Mr Hancock attends the mermaid’s launch party at the brothel (his first step into higher society) but is disgusted by what he sees. What he does manage to notice, through his horror, is one of the most beautiful ladies he has ever seen in his life, a woman called Angelica Neal. Before long he makes her a promise, that he will find another mermaid just for her, completely unaware of where the promise will lead them.
“The stories are of men who, walking on the shore, hear sweet voices far away, see a soft white back turned to them, and – heedless of looming clouds and creaking winds – forget their children’s hands and the click of their wives’ needles, all for the sake of the half-seen face behind a tumble of gale-tossed greenish hair.”

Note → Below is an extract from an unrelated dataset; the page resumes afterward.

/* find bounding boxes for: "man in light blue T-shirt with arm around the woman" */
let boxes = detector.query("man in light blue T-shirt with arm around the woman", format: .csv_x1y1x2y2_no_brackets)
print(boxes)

Of all the books shortlisted for the Women’s Prize for Fiction in 2018, The Mermaid and Mrs Hancock is by far the most fun to read. Imogen Hermes Gowar’s descriptions of 1700s London bring both the frivolity and the filth to life. The characters are colourful and vivid, Angelica brings a passion for life to the page while Mr Hancock is believable in his simplicity, with a want for family and profitable business.
Separated into three volumes, the novel is also sprinkled with pages from the mermaid’s perspective. As the novel comes towards its conclusion, these insights become more and more intriguing, giving an insight into the mermaid’s mind, even if it’s not the type of mermaid that you might see in picture books.
At almost 500 pages, The Mermaid and Mrs Hancock is quite a long book but it never feels that way when you’re reading it. Fast, fun and always interesting, this is an absolute must-read for anyone wanting something quirky and literary. Beautifully written and brimming with fabulous characters, this is historical fiction at it’s very best.